This time technique has saved me more than once. I can do anything for 15-20 minutes. The Pomodoro technique uses that idea to maximize productivity.

The typical pomodoro session looks like this:

  1. 25 minutes working
  2. 5 minute break
  3. 25 minutes working
  4. 5 minute break
  5. 25 minutes working
  6. 5 municipal break
  7. 25 minutes working
  8. 30 minute break

It can be modified to meet your energy levels or your little one’s needs. I’ve even done an inversed version working on a task for 5 minutes at a time and caring for a baby, taking a shower, eating, etc the other 25 minutes.

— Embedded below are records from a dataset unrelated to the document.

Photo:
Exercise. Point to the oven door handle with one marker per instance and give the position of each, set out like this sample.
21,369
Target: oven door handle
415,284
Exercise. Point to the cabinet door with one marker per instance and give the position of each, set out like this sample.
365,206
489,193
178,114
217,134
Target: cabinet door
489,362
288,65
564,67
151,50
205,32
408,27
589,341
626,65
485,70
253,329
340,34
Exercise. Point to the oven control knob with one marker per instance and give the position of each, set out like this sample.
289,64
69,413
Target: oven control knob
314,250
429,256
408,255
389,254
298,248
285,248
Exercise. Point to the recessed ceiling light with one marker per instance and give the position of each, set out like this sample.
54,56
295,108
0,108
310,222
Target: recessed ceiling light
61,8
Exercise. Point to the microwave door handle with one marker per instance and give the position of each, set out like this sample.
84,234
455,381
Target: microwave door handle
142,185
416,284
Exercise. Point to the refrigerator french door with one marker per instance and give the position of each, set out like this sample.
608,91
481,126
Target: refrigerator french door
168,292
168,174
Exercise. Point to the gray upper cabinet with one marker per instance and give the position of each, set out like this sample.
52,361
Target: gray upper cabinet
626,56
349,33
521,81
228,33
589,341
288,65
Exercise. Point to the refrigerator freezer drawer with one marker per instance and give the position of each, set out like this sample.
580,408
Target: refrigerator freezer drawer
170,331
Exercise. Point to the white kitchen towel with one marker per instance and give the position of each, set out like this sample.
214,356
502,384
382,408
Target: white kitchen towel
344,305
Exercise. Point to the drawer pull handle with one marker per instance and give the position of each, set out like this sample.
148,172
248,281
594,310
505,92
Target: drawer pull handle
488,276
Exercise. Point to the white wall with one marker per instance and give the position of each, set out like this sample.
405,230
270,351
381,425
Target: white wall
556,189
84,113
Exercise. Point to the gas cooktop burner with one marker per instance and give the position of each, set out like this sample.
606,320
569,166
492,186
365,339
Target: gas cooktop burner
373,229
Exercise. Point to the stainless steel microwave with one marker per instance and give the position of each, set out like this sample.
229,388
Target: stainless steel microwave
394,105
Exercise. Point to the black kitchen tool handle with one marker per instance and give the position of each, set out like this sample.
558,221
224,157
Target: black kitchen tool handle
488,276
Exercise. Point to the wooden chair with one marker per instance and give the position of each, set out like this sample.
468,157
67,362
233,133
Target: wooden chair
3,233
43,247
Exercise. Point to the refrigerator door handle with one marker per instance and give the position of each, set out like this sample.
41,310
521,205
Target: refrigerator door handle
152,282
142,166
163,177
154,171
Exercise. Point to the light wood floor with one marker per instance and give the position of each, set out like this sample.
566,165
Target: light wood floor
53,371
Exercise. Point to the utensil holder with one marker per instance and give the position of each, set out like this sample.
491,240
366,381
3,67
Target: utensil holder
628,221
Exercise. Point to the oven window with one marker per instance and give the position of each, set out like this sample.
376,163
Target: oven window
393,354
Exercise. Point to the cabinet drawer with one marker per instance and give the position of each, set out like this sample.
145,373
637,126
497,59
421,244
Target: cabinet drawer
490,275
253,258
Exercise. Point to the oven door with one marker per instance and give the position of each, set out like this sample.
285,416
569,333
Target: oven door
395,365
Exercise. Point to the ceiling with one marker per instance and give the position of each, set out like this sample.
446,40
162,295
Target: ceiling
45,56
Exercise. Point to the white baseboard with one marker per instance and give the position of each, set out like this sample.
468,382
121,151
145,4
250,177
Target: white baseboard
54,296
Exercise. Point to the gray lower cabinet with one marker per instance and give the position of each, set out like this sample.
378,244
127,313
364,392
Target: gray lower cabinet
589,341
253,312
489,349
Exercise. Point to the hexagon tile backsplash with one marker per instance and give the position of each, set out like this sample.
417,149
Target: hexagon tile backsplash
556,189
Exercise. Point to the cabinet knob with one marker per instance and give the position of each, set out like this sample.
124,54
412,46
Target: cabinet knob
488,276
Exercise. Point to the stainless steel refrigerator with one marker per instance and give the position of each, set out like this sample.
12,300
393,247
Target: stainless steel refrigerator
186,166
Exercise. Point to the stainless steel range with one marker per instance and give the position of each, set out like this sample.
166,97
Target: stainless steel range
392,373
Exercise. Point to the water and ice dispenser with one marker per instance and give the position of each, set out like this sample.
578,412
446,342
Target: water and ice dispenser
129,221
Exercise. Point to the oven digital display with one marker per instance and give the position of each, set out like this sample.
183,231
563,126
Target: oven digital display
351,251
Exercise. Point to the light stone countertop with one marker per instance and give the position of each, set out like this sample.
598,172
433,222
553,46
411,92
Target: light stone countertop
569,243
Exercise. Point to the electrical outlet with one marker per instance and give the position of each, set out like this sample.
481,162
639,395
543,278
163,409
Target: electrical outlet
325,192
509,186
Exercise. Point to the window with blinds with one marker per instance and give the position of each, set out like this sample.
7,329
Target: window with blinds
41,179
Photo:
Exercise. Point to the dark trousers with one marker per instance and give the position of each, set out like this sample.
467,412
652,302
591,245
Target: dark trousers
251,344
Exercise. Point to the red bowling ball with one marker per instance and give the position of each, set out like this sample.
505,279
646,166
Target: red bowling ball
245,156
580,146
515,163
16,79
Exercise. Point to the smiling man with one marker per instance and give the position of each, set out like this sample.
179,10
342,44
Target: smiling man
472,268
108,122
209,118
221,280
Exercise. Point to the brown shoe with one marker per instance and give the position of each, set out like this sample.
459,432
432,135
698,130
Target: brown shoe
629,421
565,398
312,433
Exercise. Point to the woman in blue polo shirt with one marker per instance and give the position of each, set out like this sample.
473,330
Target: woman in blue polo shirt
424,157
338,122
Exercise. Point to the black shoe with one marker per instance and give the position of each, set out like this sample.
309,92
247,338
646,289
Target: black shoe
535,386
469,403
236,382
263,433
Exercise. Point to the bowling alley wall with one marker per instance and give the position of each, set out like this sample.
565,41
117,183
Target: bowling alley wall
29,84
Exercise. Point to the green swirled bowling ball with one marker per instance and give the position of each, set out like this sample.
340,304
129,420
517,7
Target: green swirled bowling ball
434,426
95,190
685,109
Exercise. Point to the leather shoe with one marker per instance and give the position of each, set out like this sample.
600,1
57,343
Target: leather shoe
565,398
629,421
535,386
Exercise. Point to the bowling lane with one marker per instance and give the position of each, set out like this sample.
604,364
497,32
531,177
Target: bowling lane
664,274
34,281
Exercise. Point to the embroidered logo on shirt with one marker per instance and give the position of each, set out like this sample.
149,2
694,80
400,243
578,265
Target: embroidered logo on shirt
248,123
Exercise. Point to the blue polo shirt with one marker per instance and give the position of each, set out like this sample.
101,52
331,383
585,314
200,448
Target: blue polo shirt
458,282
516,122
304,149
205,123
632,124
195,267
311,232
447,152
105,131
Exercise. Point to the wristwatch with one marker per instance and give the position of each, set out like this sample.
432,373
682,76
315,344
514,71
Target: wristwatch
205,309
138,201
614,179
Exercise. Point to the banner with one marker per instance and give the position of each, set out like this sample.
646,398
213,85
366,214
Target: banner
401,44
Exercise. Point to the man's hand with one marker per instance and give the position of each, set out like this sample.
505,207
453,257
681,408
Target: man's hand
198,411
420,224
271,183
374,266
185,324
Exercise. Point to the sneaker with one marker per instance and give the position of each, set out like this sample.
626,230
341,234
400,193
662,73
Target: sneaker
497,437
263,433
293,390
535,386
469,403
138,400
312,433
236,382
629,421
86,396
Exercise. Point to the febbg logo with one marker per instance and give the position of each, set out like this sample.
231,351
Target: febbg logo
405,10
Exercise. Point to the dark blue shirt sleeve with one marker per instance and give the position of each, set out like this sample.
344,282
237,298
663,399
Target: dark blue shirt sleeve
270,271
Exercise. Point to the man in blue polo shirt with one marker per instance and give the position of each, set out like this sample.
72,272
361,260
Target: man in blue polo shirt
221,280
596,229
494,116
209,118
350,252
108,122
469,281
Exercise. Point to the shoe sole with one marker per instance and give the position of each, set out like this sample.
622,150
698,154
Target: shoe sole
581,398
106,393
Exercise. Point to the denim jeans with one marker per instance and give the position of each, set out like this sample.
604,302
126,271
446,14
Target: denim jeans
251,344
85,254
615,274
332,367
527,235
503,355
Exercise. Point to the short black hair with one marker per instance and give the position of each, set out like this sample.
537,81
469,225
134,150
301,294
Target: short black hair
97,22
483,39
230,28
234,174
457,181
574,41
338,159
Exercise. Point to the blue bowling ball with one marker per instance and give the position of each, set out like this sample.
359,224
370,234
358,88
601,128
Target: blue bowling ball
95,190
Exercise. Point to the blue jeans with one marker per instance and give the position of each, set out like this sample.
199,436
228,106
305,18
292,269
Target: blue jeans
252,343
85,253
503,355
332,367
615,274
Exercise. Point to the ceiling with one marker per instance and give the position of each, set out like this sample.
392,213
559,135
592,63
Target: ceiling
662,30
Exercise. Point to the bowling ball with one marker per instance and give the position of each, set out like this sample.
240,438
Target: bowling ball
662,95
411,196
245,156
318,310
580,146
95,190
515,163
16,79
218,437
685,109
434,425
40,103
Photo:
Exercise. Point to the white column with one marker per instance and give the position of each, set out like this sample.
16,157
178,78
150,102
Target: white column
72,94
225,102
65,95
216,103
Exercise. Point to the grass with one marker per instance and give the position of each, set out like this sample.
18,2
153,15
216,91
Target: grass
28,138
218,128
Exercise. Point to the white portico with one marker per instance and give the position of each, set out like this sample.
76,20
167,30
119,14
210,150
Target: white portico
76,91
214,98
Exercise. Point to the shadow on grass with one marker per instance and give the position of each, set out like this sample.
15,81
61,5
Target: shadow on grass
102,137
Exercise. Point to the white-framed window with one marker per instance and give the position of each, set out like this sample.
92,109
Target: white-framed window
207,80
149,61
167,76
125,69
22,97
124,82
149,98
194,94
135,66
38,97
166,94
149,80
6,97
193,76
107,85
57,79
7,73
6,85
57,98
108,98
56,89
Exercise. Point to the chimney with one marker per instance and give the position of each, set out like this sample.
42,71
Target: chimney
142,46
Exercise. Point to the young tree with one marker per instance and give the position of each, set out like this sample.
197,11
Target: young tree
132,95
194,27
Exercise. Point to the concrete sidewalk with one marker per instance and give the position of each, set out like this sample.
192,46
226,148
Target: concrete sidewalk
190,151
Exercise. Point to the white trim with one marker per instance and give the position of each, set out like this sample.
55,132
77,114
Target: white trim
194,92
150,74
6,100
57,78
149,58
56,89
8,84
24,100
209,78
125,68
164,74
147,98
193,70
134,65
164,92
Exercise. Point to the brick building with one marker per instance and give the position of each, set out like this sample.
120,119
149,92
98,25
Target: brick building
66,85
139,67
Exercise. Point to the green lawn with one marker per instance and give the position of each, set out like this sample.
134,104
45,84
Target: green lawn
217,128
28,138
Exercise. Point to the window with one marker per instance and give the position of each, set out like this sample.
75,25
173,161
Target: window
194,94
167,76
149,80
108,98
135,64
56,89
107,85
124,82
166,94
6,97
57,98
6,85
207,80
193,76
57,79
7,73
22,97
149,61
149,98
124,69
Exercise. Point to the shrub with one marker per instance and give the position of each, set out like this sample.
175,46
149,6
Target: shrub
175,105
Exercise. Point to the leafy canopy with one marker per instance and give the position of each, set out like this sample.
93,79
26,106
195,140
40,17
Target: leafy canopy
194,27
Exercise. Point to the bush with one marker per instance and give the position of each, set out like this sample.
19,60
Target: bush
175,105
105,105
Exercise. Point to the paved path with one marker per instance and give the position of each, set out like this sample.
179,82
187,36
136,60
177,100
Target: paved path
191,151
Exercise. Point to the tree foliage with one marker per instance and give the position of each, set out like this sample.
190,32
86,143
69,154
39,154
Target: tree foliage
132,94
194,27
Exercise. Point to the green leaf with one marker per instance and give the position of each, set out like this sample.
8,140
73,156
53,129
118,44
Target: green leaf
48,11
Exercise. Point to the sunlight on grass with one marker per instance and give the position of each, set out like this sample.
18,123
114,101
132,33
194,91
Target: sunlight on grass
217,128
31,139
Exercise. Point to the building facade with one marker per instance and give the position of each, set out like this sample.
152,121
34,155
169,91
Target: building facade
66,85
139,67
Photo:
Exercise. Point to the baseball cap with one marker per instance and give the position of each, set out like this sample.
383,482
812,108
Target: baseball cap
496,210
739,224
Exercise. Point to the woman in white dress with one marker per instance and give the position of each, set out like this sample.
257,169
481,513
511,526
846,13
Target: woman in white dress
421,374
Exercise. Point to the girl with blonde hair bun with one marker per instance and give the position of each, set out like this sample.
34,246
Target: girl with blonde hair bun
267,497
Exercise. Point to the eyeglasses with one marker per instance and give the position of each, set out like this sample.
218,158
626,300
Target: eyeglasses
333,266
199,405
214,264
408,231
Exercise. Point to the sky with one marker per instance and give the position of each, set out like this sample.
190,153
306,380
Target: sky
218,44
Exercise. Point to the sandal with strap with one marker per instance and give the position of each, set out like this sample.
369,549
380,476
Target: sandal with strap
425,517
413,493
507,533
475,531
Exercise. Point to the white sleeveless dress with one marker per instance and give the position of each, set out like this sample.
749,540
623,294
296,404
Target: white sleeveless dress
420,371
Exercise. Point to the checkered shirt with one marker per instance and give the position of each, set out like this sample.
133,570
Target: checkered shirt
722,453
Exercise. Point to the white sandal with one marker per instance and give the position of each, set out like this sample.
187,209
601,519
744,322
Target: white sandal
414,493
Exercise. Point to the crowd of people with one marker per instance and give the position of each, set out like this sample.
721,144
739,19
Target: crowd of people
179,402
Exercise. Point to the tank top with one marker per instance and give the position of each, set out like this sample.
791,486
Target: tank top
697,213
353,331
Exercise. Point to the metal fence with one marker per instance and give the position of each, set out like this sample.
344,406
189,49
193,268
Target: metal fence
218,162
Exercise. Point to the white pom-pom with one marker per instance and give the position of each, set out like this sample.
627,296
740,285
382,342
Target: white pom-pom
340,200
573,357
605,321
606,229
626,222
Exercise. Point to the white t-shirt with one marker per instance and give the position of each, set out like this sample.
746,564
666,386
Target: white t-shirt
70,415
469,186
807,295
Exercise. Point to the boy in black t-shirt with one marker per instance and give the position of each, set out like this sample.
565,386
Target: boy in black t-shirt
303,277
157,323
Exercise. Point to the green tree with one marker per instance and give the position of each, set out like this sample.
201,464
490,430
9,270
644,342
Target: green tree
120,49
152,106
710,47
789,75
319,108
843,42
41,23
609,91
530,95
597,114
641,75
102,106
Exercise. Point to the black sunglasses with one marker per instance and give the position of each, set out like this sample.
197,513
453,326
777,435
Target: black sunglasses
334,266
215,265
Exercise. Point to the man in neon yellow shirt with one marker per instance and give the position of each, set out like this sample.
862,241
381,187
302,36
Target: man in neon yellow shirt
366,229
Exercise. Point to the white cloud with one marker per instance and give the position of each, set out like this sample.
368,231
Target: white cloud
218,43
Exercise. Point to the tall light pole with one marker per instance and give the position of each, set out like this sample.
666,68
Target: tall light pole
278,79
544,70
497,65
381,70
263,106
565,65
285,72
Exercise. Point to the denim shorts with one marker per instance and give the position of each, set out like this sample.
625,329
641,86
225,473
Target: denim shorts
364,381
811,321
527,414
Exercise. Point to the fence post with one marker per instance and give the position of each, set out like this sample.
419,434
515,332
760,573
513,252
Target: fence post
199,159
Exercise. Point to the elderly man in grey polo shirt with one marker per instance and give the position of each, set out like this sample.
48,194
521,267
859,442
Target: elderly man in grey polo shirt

This method also uses the regular breaks as motivation to stay focused. We are less likely to stop what we are doing to pick up our phone if we know we can do just that if a few short minutes. I also use my “rest” increments to prep a quick snack or drink, because, breastfeeding.

Disclaimer

We all have different experiences, ideas about postpartum, and opinions in general. This post is based on my experiences and opinions. The few years that I struggled with serious energy and sleep issues, then the time I suffered with PPD has given me compassion for those in similar situations, but I also want to help shine a light from the other end of the tunnel. If you are in a dark place right now, whether emotionally or physically (the two often go hand in hand), don’t stay there! Fight. Pray. Ask for help. Don’t give up!